それを真に受け取った人がする、鍼一本に籠る魂には、それの無い人がするものとは、大きな違いが出てくるだろうと思います。

 

しかしながら、こないだテレビで、最近、新入社員に対するモラハラ(モラルハラスメント)やパワハラがよく問題になっていますが、それに対してビートたけしが、

「モラハラって言ったって、芸能界や古典芸能の世界では、もう酷いもんだね。師匠が弟子を怒るなんていう時は人間扱いしていないもの。」

と発言して話題になりました。

 

 


その場にいた外科医の天野篤先生もそれに同調し、

「外科医の世界もそうですけどね。」

と発言しました。

 

・・・とまあ、このように、弟子になる、それも内弟子になる、ということは、師匠はある意味絶対的な存在になるし、しかも24時間体制の閉鎖空間ですから、

 

師匠-弟子間は、場合によってはこのような、まるで使用人のような「絶対的な上下関係」になりやすい、という側面もあります。

 


それでもどうしても、この先生に近づきたい、そばに居たい、と思う人は、この道を選ぶのもいいだろう、と思います。

 

それでうまくいったケースも、うまくいかなかったケースも、何例も知っています。

 

まあ、そもそも論として、有名な先生の治療を横で数年間見ていたからって、それだけで自分が出来るようになる訳ではないので、そこさえ勘違いしなければ、というのが大前提の話ですが。

 

 

有名な先生のところで何年か修業した、と言えばそれは立派なことだけど、それで勘違いして、修行が終わった後エラソーにしてたら、ただのバカと言われますし、師匠の名を汚す結果になります。
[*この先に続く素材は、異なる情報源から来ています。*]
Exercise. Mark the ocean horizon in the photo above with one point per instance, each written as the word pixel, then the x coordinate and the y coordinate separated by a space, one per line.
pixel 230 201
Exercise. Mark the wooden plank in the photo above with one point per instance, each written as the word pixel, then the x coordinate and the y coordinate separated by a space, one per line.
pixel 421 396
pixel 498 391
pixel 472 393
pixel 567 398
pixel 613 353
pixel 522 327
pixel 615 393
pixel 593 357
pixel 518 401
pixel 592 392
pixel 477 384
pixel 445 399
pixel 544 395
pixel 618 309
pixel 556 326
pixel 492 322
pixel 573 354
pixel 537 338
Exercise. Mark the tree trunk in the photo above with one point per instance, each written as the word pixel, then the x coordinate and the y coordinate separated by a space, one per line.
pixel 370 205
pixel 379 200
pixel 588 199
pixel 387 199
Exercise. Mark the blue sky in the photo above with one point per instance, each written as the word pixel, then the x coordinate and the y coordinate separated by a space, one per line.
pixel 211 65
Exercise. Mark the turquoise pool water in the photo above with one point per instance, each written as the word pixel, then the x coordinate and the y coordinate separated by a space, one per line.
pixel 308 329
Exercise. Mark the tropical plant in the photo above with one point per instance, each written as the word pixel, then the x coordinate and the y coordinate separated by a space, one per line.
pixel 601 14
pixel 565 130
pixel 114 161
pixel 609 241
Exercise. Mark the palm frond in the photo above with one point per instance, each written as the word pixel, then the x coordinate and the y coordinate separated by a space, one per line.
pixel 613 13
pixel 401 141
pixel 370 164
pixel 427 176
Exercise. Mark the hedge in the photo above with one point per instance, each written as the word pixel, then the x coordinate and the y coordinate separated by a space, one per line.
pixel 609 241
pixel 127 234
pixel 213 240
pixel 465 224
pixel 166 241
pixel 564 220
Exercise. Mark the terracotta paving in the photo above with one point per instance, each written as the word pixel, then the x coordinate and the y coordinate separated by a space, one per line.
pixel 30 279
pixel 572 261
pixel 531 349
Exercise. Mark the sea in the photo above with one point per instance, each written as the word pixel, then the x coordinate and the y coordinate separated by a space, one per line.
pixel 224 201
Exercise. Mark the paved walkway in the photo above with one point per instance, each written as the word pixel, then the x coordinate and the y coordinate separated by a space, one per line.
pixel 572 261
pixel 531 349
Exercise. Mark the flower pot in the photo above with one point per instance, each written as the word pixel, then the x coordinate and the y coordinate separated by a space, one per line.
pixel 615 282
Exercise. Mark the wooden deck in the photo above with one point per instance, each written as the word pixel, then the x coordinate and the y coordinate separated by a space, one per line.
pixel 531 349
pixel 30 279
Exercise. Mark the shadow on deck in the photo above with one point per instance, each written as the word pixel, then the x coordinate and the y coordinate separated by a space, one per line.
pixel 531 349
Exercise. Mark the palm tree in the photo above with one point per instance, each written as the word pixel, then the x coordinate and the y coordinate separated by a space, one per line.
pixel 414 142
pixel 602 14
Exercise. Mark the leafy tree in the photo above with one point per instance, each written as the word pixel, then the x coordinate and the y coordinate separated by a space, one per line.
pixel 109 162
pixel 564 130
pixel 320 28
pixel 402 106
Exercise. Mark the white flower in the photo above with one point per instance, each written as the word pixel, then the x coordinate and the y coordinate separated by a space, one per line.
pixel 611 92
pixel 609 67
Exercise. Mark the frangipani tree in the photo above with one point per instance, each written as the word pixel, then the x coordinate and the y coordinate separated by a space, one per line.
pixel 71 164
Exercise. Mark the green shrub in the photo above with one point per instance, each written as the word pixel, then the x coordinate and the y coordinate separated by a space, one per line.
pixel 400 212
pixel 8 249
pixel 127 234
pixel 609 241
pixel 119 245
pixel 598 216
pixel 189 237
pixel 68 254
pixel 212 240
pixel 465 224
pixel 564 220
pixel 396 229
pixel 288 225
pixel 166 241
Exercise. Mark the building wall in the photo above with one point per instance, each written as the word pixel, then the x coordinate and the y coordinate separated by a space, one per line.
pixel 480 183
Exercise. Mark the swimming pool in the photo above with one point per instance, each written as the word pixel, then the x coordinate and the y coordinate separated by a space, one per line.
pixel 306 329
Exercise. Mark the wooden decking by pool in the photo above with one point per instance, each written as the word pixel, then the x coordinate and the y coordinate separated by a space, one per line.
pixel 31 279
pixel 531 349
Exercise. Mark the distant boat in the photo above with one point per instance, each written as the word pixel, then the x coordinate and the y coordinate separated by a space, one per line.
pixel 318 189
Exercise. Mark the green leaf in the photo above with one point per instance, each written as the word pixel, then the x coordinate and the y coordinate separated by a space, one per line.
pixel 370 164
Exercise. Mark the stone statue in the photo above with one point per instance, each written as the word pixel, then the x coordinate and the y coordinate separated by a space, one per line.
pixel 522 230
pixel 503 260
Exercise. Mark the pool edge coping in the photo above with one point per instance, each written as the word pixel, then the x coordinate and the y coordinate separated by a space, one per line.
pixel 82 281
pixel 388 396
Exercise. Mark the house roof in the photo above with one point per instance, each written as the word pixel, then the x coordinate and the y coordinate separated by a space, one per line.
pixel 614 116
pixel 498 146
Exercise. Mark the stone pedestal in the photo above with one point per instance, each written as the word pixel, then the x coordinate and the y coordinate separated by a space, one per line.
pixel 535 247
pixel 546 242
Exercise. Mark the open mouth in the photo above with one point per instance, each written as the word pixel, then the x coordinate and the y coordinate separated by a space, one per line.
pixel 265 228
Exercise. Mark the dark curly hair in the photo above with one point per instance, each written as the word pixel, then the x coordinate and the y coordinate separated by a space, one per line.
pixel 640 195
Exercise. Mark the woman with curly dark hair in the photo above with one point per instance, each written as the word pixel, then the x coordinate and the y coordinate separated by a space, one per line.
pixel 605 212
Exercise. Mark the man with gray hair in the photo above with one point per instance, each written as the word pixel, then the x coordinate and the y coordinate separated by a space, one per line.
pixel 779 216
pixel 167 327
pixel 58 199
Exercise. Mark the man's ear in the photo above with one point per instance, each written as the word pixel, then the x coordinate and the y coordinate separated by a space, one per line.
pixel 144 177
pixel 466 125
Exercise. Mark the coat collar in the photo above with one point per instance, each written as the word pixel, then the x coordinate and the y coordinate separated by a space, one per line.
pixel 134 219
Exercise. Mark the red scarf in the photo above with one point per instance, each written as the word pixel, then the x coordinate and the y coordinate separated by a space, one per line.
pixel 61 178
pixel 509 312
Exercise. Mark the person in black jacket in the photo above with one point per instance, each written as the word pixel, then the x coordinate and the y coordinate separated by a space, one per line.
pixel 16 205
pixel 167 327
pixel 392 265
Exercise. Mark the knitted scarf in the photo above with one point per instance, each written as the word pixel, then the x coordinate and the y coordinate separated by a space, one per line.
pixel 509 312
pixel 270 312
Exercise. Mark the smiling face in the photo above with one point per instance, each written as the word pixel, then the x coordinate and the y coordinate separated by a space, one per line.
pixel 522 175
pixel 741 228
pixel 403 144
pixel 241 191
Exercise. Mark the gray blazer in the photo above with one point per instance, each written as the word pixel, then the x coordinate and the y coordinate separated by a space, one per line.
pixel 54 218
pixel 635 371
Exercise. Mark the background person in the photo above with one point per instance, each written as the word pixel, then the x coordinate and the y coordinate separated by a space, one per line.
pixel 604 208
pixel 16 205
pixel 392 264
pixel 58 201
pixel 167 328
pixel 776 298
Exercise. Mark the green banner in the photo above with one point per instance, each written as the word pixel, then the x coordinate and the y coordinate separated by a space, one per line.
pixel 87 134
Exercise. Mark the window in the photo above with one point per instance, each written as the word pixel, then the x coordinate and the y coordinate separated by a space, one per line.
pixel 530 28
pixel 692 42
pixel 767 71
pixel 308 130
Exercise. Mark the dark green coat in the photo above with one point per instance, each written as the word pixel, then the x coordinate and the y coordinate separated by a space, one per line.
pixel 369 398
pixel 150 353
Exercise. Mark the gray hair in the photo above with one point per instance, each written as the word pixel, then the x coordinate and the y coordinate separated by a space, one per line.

僕的には、この世界に入って以来、臨床というものは、全て患者さんの病との、真剣なタイマン勝負の中に、諸々の重要なことが詰まっており、

 

師匠の華麗な臨床を横で見ている世界に、ヘンにどっぷりとつかってしまうと、そこが見えにくくなる場合もあるんじゃないかと、僕なんかは、

 

個人的には、若干ですが、思っていますけどね。。。